Maniant habilement la citation, Barack Obama a repris les mots du plus grand poète russe, Alexandre Pouchkine, tout en faisant constamment référence aux difficultés communes qu'ont connues les États-Unis et la Russie pendant toute leur histoire. Comme pour mettre les deux États sur un pied d'égalité.
Il a rappelé "qu'aucun pays dans l'histoire des batailles n'a jamais souffert autant que l'Union soviétique lors de la Seconde Guerre mondiale." Une remarque qui a un fort effet en Russie, où on reproche souvent aux Alliés d'oublier le rôle de Moscou dans la victoire contre le nazisme.
Poutine au déjeuner
Le président américain a toutefois voulu freiner les ardeurs des dirigeants russes, qui lui demandaient implicitement de reconnaître l'ex-URSS comme faisant partie de leur "sphère d'influence".
"L'époque où les empires pouvaient traiter les États souverains comme des pièces d'un jeu d'échecs est révolue", a tranché Obama.
Il a toutefois ouvert la porte à un compromis sur le bouclier antimissile en Pologne et en République tchèque, l'un des dossiers bilatéraux les plus sensibles. Il a laissé entendre que si la Russie pouvait l'aider à neutraliser toute menace nucléaire en provenance d'Iran, les États-Unis abandonneraient leur projet controversé.
La journée d'Obama a commencé par un déjeuner "à la russe" avec le premier ministre Vladimir Poutine, l'homme fort du régime. Le président américain l'avait accusé la semaine dernière d'avoir "encore un pied dans le passé".
L'entretien de deux heures entre les deux hommes a été visiblement moins cordial que celui de la veille avec le président Medvedev.
Devant les caméras, les hommes, un peu mal à l'aise, ont échangé les salutations d'usage avant de se lancer à huis clos dans un entretien "très franc" et "très direct", selon un responsable de la Maison-Blanche.
"Rien ne sera facile"
"En ce qui a trait aux sujets sur lesquels nous ne sommes pas d'accord, comme la Géorgie, je ne m'attends pas à une communion des esprits dans un avenir proche", a reconnu M. Obama à l'issue de la rencontre.
En fin d'après-midi, le président américain s'est entretenu avec des responsables d'ONG, puis avec des leaders de la maigre opposition russe, indiquant d'entrée de jeu qu'il était venu pour les "écouter" plutôt que pour donner des leçons.

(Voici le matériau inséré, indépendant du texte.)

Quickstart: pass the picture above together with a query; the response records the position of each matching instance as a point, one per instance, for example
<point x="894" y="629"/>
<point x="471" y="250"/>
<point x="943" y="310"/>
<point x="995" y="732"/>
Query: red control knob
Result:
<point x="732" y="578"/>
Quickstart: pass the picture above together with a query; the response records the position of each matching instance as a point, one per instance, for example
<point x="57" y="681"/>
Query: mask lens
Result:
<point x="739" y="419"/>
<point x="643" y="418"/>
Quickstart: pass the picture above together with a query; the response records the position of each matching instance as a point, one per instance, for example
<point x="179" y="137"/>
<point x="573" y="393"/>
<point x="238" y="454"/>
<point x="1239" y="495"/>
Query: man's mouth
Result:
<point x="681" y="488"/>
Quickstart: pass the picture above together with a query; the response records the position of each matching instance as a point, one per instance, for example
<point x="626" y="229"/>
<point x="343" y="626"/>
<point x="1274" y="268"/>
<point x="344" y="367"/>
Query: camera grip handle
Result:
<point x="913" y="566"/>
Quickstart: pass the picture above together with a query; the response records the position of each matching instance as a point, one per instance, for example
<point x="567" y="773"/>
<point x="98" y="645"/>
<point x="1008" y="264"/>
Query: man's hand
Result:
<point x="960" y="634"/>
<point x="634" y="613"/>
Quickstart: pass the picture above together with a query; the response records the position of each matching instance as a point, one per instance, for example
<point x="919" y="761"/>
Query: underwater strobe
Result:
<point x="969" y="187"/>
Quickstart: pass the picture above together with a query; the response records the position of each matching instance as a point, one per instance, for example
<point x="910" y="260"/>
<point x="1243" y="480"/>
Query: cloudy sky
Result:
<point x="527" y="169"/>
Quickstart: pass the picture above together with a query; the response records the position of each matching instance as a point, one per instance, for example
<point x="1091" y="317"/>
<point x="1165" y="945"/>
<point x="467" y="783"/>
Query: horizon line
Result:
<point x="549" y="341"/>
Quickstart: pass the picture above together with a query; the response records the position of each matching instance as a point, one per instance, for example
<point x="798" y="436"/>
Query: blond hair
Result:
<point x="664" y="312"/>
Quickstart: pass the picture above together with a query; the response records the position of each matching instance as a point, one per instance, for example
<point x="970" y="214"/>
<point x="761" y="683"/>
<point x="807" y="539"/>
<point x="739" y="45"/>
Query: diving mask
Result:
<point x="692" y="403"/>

Le politologue Sam Greene, du centre Carnegie de Moscou, estime que si Obama a réussi à jeter les bases d'un nouveau dialogue russo-américain, "rien ne sera facile" pour la suite des choses.
"Et ça n'a pas à l'être. Ce qu'il faut, c'est que [les Russes et les Américains] s'assoient à la même table pour discuter des détails ennuyeux et des problèmes, au lieu de se parler indirectement en donnant des interviews à CNN", note-t-il.
Et c'est ce que cette visite de 48 heures à Moscou, une éternité dans l'horaire d'un président, semble avoir permis de faire.
jeudi 12 mars 2009
Washington et Moscou se font les yeux doux
Article publié dans La Presse, le jeudi 12 mars 2009.
(Moscou) La Russie et les États-Unis veulent faire table rase du passé. La secrétaire d'État américaine Hillary Clinton a symboliquement offert un «bouton de redémarrage» au ministre des Affaires étrangères russe Serguei Lavrov lors de leur première rencontre à Genève vendredi dernier. Au-delà de l'anecdote, Moscou et Washington semblent tous deux trouver avantage à un rapprochement après le refroidissement sous la présidence de George W. Bush. Notre collaborateur nous explique pourquoi.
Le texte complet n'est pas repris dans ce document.